Pourtant Meslier ne tranche pas si clairement que le Rousseau du Discours sur l'origine et les fondements de l'inégalité parmi les hommes : opposer une nature humaine généreuse à une culture délabrée n'est pas une explication satisfaisante. Si les hommes sont méchants c'est qu'ils y ont une certaine prédisposition, ce serait donc la troisième hypothèse qui serait retenue : « c'est par la folie et la méchanceté des hommes qu'il y a tant de Princes et tant de tyrans sur la terre ». Les hommes ne sont pas spontanément généreux et sages, il faut bien faire venir en eux la sagesse et la générosité, si on les laisse en friche, si on ne les cultive pas, ils demeureront comme des animaux, alors qu'ils peuvent mériter autre chose.

Cependant cela invalide totalement les fondement de la société d'Ancien Régime.

Comment supporter que le mensonge soit préféré à la vérité ?

Comment supporter que l'illusion passe devant la réalité ?

Comment se fait-il que ceux qui souffrent supportent ?

« Ils devraient plutôt avoir honte », écrit Meslier, et plus loin : « Les hommes sont lâches de laisser vivre si longtemps les tyrans ».

La pensée du curé en fait un sérieux devancier de l'universelle gueuserie que Jean-Jacques Rousseau dénonçait en décrivant Montpellier : « ces rues sont bordées alternativement de superbes hôtels et de misérables chaumières pleines de boue et de fumier, les habitants y sont moitié très riches, et l'autre moitié misérables à l'excès, mais ils sont tous universellement gueux par la manière de vivre la plus vile et la plus crasseuse que l'on puisse imaginer ».
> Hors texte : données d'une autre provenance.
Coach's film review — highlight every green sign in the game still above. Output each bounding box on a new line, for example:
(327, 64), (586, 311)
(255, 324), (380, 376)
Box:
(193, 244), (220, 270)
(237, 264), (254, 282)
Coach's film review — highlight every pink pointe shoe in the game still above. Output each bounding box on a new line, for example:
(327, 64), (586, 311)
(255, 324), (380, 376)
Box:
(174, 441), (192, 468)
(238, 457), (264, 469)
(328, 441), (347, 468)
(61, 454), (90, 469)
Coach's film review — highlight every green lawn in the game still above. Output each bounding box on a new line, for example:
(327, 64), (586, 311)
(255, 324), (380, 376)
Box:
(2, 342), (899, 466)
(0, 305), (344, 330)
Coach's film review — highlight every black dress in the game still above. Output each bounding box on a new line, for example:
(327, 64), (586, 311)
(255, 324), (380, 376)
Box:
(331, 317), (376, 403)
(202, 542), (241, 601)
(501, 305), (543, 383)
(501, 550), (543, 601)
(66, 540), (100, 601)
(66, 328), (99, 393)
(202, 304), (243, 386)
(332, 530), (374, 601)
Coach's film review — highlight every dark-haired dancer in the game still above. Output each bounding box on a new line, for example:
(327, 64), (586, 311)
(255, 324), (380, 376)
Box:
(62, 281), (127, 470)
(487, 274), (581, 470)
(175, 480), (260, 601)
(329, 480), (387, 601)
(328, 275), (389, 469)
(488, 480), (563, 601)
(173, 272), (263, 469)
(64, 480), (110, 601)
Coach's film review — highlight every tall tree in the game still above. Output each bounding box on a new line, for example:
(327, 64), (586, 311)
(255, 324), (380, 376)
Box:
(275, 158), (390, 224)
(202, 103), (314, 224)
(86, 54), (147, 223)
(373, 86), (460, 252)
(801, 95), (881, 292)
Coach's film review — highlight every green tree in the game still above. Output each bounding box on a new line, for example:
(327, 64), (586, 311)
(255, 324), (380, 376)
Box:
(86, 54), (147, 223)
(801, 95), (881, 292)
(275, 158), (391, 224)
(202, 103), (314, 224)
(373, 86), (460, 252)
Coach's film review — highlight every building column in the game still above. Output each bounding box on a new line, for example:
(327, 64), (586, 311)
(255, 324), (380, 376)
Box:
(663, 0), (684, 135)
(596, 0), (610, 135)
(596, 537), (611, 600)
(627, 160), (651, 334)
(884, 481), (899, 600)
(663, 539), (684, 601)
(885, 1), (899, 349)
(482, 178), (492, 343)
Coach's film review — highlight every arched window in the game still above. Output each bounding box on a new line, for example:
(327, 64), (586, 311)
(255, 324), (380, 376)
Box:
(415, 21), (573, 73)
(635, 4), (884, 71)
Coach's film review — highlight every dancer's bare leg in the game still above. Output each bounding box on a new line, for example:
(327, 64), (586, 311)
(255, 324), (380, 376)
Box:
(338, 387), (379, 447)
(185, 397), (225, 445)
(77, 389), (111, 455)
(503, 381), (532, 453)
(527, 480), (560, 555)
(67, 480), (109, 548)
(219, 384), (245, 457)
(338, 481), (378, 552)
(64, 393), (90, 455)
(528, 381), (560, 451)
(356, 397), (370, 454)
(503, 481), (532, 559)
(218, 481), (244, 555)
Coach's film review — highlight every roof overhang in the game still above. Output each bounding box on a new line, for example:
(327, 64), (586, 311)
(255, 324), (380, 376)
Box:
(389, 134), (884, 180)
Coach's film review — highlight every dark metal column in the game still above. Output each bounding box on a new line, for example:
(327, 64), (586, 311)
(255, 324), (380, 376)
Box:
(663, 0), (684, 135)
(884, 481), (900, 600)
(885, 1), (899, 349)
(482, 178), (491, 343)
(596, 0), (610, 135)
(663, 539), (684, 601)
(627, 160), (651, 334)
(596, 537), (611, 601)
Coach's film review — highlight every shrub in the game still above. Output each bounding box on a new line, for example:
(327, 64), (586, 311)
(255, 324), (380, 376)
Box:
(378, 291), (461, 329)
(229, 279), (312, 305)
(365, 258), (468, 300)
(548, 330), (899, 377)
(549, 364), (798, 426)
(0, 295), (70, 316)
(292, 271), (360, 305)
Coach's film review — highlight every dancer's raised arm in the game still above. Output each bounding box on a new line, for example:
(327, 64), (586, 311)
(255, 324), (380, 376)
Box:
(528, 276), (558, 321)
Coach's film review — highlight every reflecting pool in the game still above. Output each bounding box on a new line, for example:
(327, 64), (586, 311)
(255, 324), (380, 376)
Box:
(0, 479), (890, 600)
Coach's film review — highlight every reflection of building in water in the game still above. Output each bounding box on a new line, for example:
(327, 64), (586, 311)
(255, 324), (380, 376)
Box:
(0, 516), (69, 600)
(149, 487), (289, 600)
Quelques poignées de dizaines d'années avant le Suisse le plus célèbre de France, Meslier écrivait : « il n'y a qu'un intervalle entre ce paradis et cet enfer ; car souvent il n'y a que le travers d'une rue, ou l'épaisseur d'une muraille ou d'une paroi entre les deux, puisque fort souvent les maisons ou les demeures des riches sont tout proches des maisons ou des demeures des pauvres. »


Meslier ne fait pas un portrait idyllique du laboureur ardennais, qui ne serait méchant et vil que par la présence de son seigneur. Les seigneurs sont peu présents, et quand ils sont absents, les paysans se comportent encore plus vilement, parce qu'ils jouent au seigneur à la place du seigneur. Le portrait que trace Meslier du peuple est lucide comme ceux de Molière dont le Sganarelle est un remarquable apprenti Dom Juan et qui, à la mort de son maître, ne pense pas à sa liberté mais se demande qui lui paiera ses gages, ou comme ceux de La Bruyère dont au moins une des éditions des Caractères repose en bonne place dans la bibliothèque du presbytère d'Etrépigny.
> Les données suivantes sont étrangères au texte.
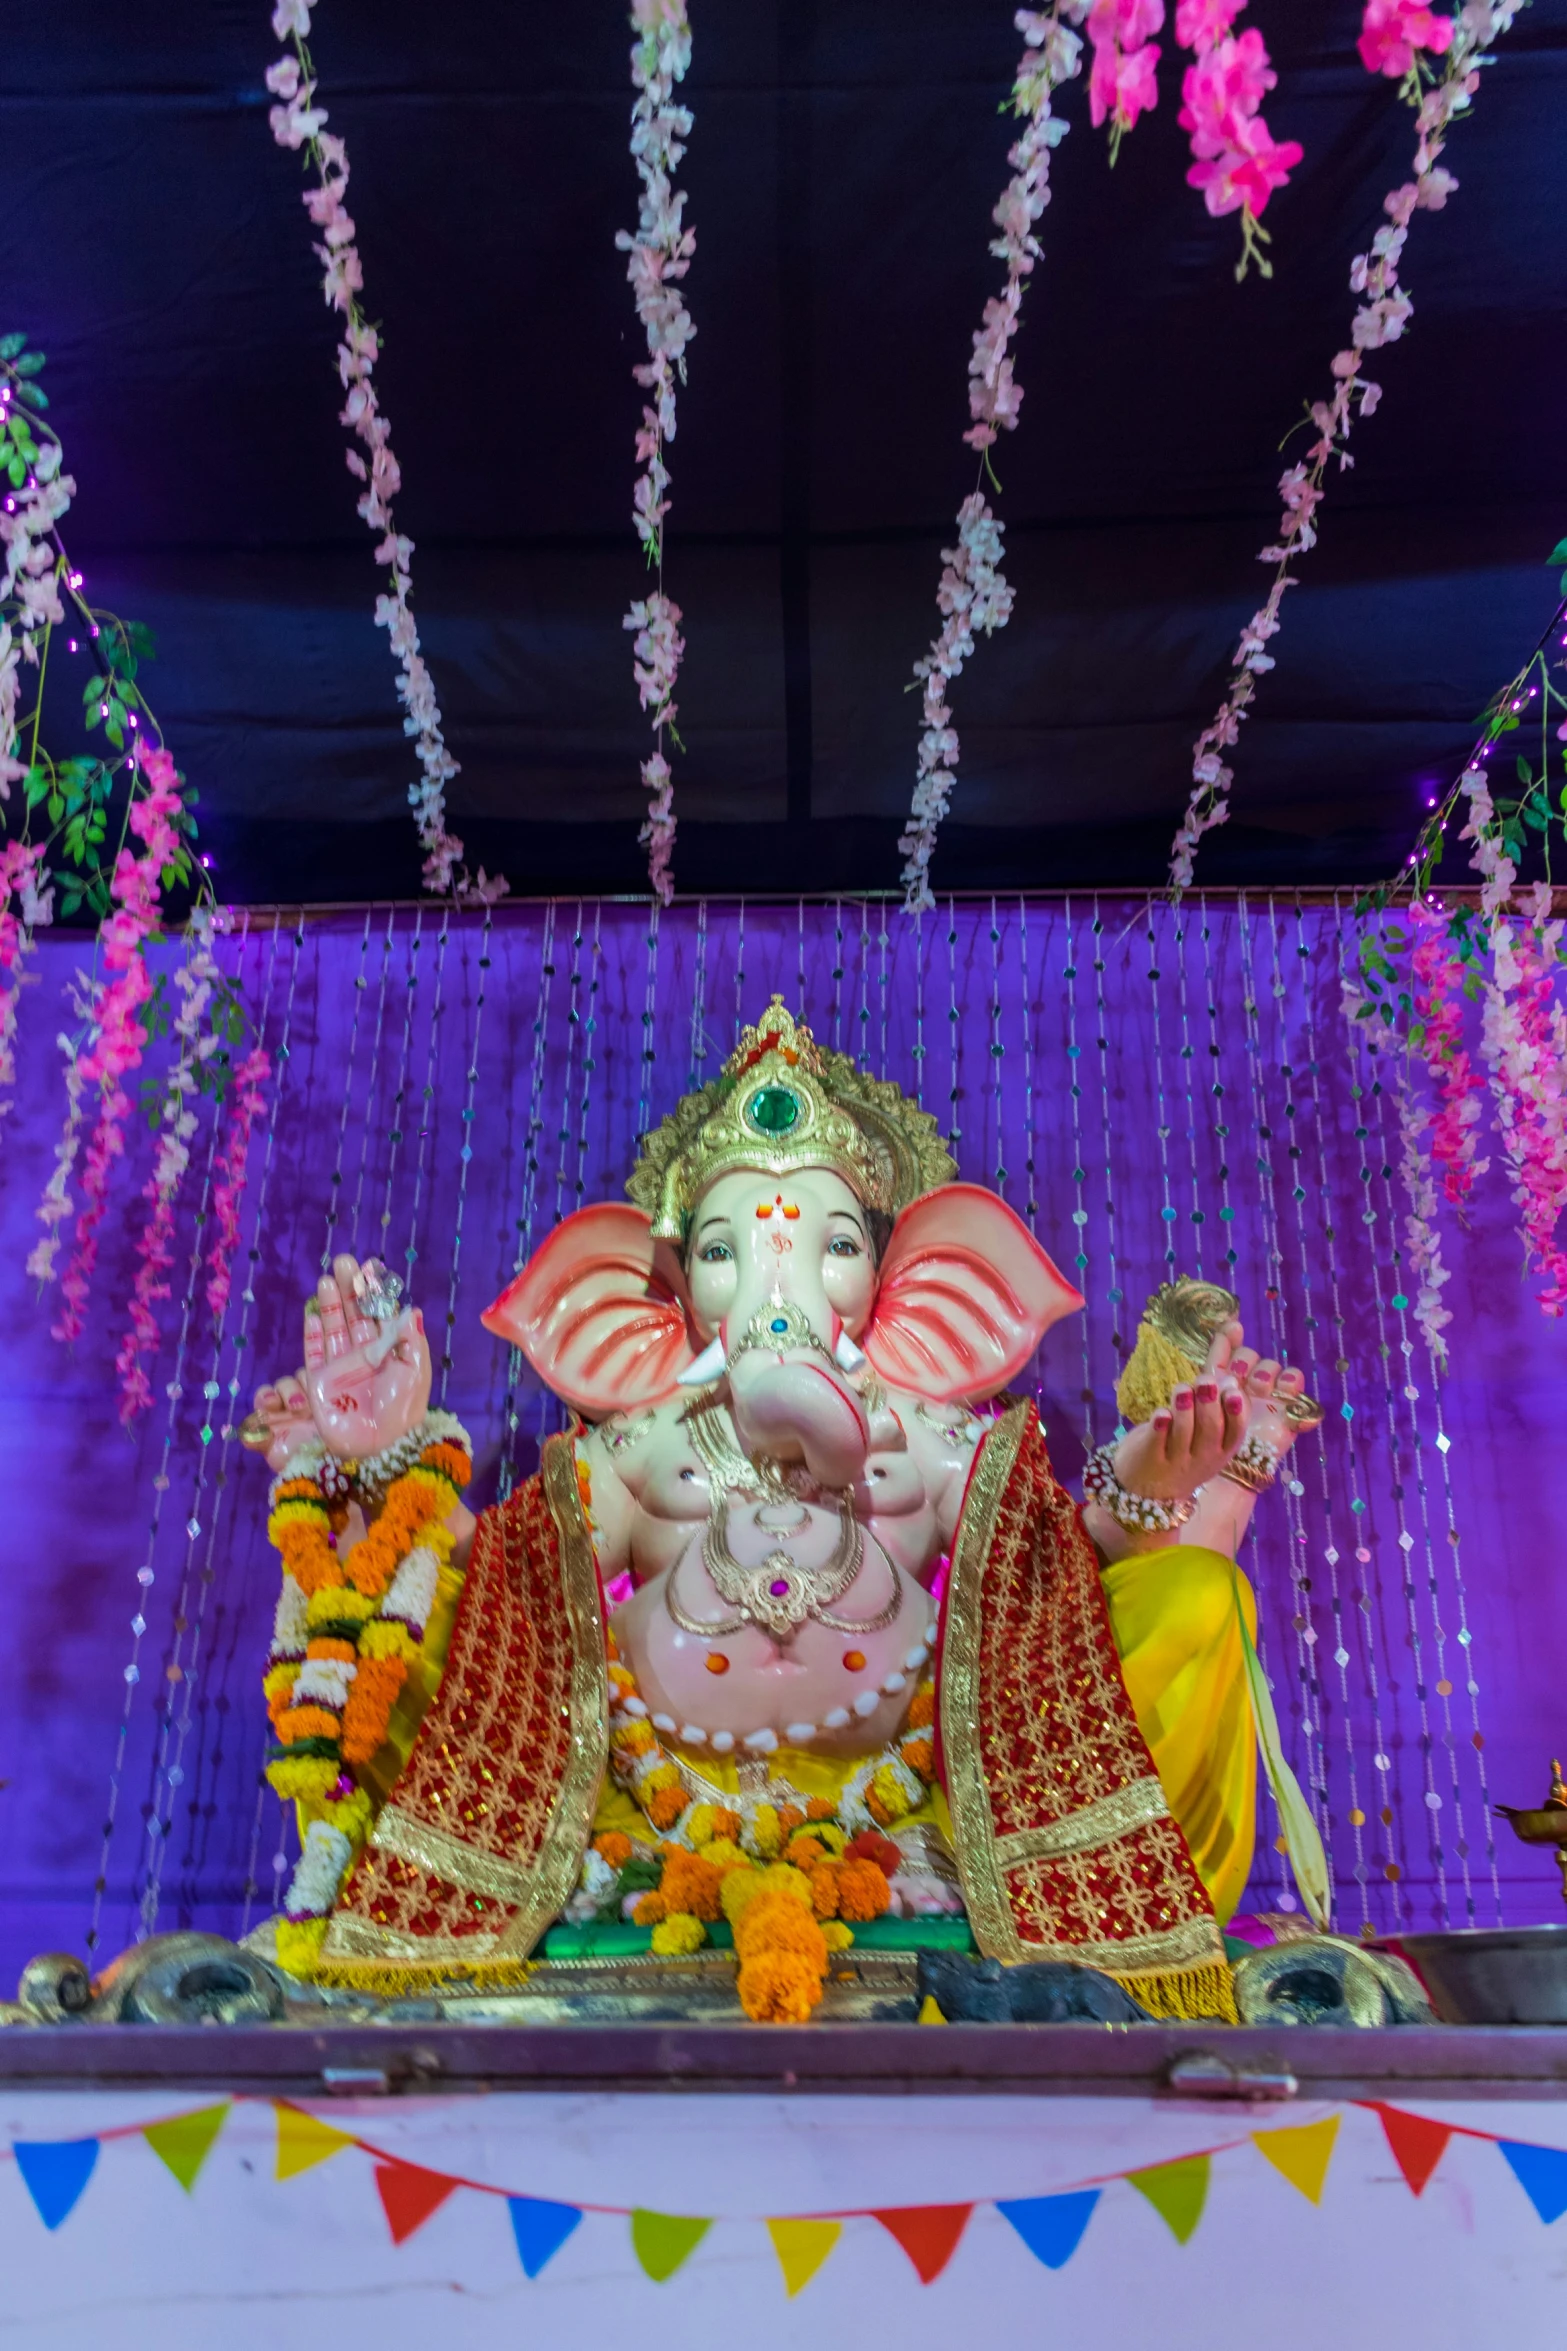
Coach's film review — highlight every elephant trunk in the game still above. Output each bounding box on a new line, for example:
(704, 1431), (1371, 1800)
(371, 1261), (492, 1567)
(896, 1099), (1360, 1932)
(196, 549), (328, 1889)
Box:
(723, 1298), (872, 1490)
Le peuple n'entrera pas spontanément au paradis sur terre même si la porte est ouverte.

Il faut l'y faire entrer, lui en donner l'idée. Il faut le réveiller.
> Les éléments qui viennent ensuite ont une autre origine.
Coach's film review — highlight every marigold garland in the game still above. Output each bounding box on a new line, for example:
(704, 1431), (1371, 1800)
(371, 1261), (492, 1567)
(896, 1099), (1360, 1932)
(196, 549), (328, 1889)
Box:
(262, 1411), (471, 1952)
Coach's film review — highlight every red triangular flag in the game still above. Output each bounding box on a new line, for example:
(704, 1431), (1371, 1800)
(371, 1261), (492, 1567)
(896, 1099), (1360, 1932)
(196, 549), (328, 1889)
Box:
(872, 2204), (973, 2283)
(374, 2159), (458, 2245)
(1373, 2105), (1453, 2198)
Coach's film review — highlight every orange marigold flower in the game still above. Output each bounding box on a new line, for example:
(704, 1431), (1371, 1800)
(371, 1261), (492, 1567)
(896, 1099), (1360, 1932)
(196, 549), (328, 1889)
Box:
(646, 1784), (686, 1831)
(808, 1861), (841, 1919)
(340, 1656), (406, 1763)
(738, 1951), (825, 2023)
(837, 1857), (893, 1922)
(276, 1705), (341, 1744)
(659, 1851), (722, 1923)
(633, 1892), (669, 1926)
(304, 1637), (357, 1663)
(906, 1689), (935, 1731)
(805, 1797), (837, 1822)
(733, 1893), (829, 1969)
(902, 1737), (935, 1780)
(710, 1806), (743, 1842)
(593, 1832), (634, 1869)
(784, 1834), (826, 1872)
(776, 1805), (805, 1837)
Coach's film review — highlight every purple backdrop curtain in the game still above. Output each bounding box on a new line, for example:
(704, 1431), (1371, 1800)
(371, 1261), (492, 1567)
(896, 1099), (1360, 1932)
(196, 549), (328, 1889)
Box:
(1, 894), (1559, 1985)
Mais, il faut qu'il y entre seul. L'y conduire serait le conduire à une nouvelle tyrannie.

La révolution sera donc une révolution du réveil du peuple, mais le peuple devra participer à son réveil.


Question n°1 :

Comment transformer des vilains en révolutionnaires ?


Question n°2 :

Comment transformer des révolutionnaires en citoyens ?


Les pauvres ne sont pas justes et généreux parce qu'ils sont pauvres, bien au contraire. Meslier fait même des remarques assez dures : les laquais et les servants sont des « fainéants inutiles » qui font la force de leur maître et qui sont prêts à toutes les bassesses pour des beaux habits et les restes des assiettes. Pourtant, Meslier sait que l'émancipation du peuple ne viendra que de lui-même : « la plupart de ces peuples entrevoit déjà assez les erreurs et les abus dont on les entretient, ils n'ont besoin à cet égard que d'un peu d'aide et d'un peu de lumière pour en voir clairement la vanité, et pour s'en délivrer entièrement l'esprit ».


Contradiction :

D'un côté le peuple est emprisonné dans des leurres traditionnels et sociaux, dans une psychologie de l'impuissance et de la lamentation, donc incapable de prendre la décision de se délivrer lui-même ; de l'autre côté, pour Meslier, toute libération du peuple ne peut venir que de lui-même. Des princes qui libéreraient le peuple ne le libéreraient que pour mieux le réasservir, et en plus avec son consentement.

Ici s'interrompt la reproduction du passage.